Look at the decimal column. Each Cyrillic letter, starting from А, has been assigned a number from 192 on. Only Ё and ё interrupt this sequence. Ё is a special letter, isn't it? It is always stressed, but Russians don't always write is with the two dots above, which means that one has to guess that a е isn't really an е but a soft o and has to be read like an o. But, sometimes, an е is really an ё which has lost the two dots and has to be read like an е... enough about this.
Sometimes, Russian looks like anything but Russian. Why?
Perhaps you have downloaded Russian music, and your playlist looks like this:
Perhaps you've come across pages looking like this while surfing in the Russian web (click to enlarge):
With what you know, you can make an educated guess of why this happens. This chart gives even more clues:
| Letter | Hex | Dec | Letter | Hex | Dec | Letter | Hex | Dec | Letter | Hex | Dec | Letter | Hex | Dec | Letter | Hex | Dec |
|---|---|---|---|---|---|---|---|---|---|---|---|---|---|---|---|---|---|
| À | 0xC0 | 192 | Ê | 0xCA | 202 | Õ | 0xD5 | 213 | à | 0xE0 | 224 | ê | 0xEA | 234 | õ | 0xF5 | 245 |
| Á | 0xC1 | 193 | Ë | 0xCB | 203 | Ö | 0xD6 | 214 | á | 0xE1 | 225 | ë | 0xEB | 235 | ö | 0xF6 | 246 |
| Â | 0xC2 | 194 | Ì | 0xCC | 204 | × | 0xD7 | 215 | â | 0xE2 | 226 | ì | 0xEC | 236 | ÷ | 0xF7 | 247 |
| Ã | 0xC3 | 195 | Í | 0xCD | 205 | Ø | 0xD8 | 216 | ã | 0xE3 | 227 | í | 0xED | 237 | ø | 0xF8 | 248 |
| Ä | 0xC4 | 196 | Î | 0xCE | 206 | Ù | 0xD9 | 217 | ä | 0xE4 | 228 | î | 0xEE | 238 | ù | 0xF9 | 249 |
| Å | 0xC5 | 197 | Ï | 0xCF | 207 | Ú | 0xDA | 218 | å | 0xE5 | 229 | ï | 0xEF | 239 | ú | 0xFA | 250 |
| ¨ | 0xA8 | 168 | Ð | 0xD0 | 208 | Û | 0xDB | 219 | ¸ | 0xB8 | 184 | ð | 0xF0 | 240 | û | 0xFB | 251 |
| Æ | 0xC6 | 198 | Ñ | 0xD1 | 209 | Ü | 0xDC | 220 | æ | 0xE6 | 230 | ñ | 0xF1 | 241 | ü | 0xFC | 252 |
| Ç | 0xC7 | 199 | Ò | 0xD2 | 210 | Ý | 0xDD | 221 | ç | 0xE7 | 231 | ò | 0xF2 | 242 | ý | 0xFD | 253 |
| È | 0xC8 | 200 | Ó | 0xD3 | 211 | Þ | 0xDE | 222 | è | 0xE8 | 232 | ó | 0xF3 | 243 | þ | 0xFE | 254 |
| É | 0xC9 | 201 | Ô | 0xD4 | 212 | ß | 0xDF | 223 | é | 0xE9 | 233 | ô | 0xF4 | 244 | ÿ | 0xFF | 255 |
Read the title of this chart.
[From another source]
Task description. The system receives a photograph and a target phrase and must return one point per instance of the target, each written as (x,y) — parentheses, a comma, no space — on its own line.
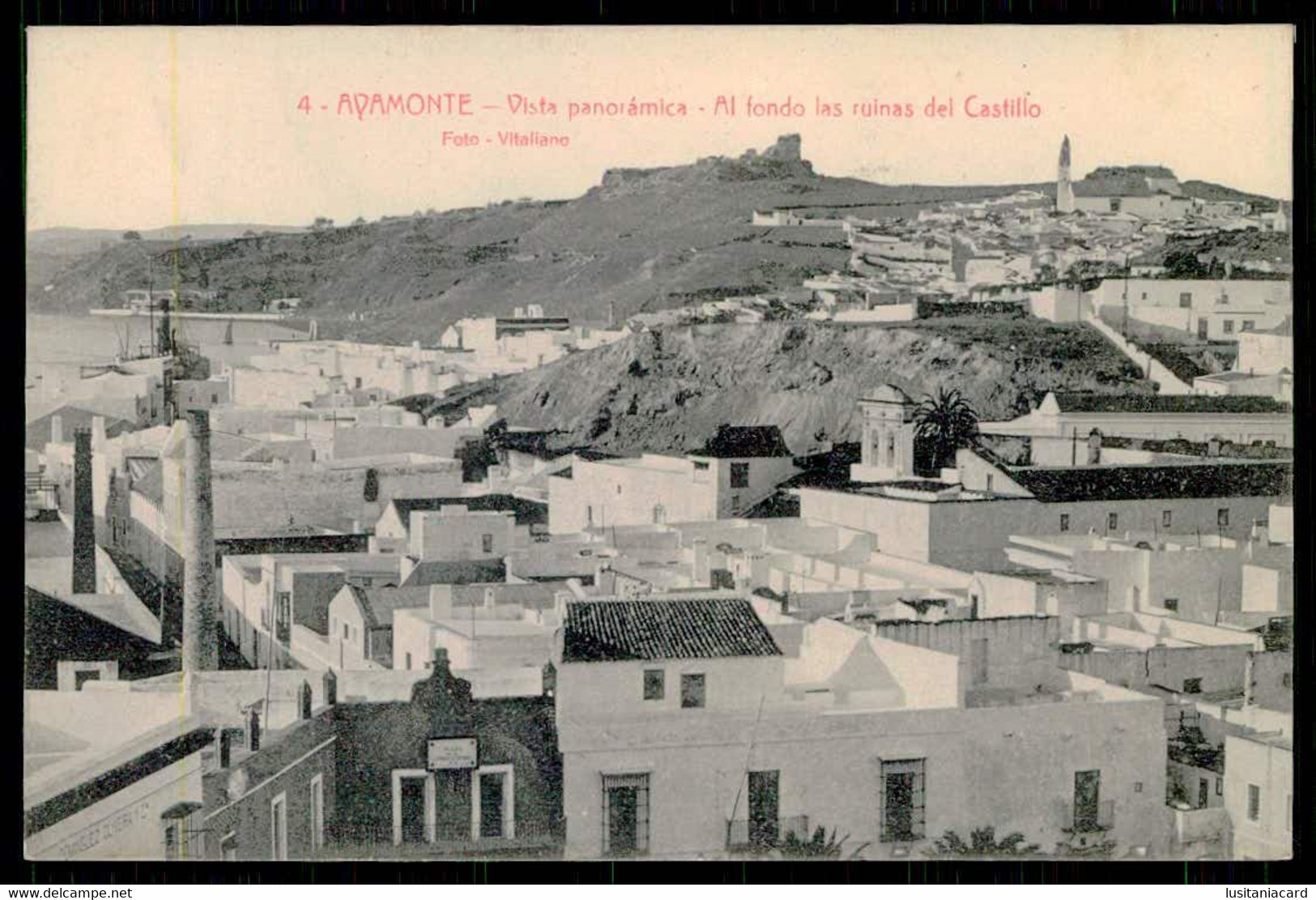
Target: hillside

Do you get it?
UTF-8
UTF-8 is what this site uses to represent Cyrillic. Here is the chart:
| Letter | Hex | Dec | Letter | Hex | Dec | Letter | Hex | Dec | Letter | Hex | Dec | Letter | Hex | Dec | Letter | Hex | Dec |
|---|---|---|---|---|---|---|---|---|---|---|---|---|---|---|---|---|---|
| А | U+0410 | 1040 | К | U+041A | 1050 | Х | U+0425 | 1061 | а | U+0430 | 1072 | к | U+043A | 1082 | х | U+0445 | 1093 |
| Б | U+0411 | 1041 | Л | U+041B | 1051 | Ц | U+0426 | 1062 | б | U+0431 | 1073 | л | U+043B | 1083 | ц | U+0446 | 1094 |
| В | U+0412 | 1042 | М | U+041C | 1052 | Ч | U+0427 | 1063 | в | U+0432 | 1074 | м | U+043C | 1084 | ч | U+0447 | 1095 |
| Г | U+0413 | 1043 | Н | U+041D | 1053 | Ш | U+0428 | 1064 | г | U+0433 | 1075 | н | U+043D | 1085 | ш | U+0448 | 1096 |
| Д | U+0414 | 1044 | О | U+041E | 1054 | Щ | U+0429 | 1065 | д | U+0434 | 1076 | о | U+043E | 1086 | щ | U+0449 | 1097 |
| Е | U+0415 | 1045 | П | U+041F | 1055 | Ъ | U+042A | 1066 | е | U+0435 | 1077 | п | U+043F | 1087 | ъ | U+044A | 1098 |
| Ё | U+0401 | 1025 | Р | U+0420 | 1056 | Ы | U+042B | 1067 | ё | U+0451 | 1105 | р | U+0440 | 1088 | ы | U+044B | 1099 |
| Ж | U+0416 | 1046 | С | U+0421 | 1057 | Ь | U+042C | 1068 | ж | U+0436 | 1078 | с | U+0441 | 1089 | ь | U+044C | 1100 |
| З | U+0417 | 1047 | Т | U+0422 | 1058 | Э | U+042D | 1069 | з | U+0437 | 1079 | т | U+0442 | 1090 | э | U+044D | 1101 |
| И | U+0418 | 1048 | У | U+0423 | 1059 | Ю | U+042E | 1070 | и | U+0438 | 1080 | у | U+0443 | 1091 | ю | U+044E | 1102 |
| Й | U+0419 | 1049 | Ф | U+0424 | 1060 | Я | U+042F | 1071 | й | U+0439 | 1081 | ф | U+0444 | 1092 | я | U+044F | 1103 |
Observe that Ё and ё are exceptions - again.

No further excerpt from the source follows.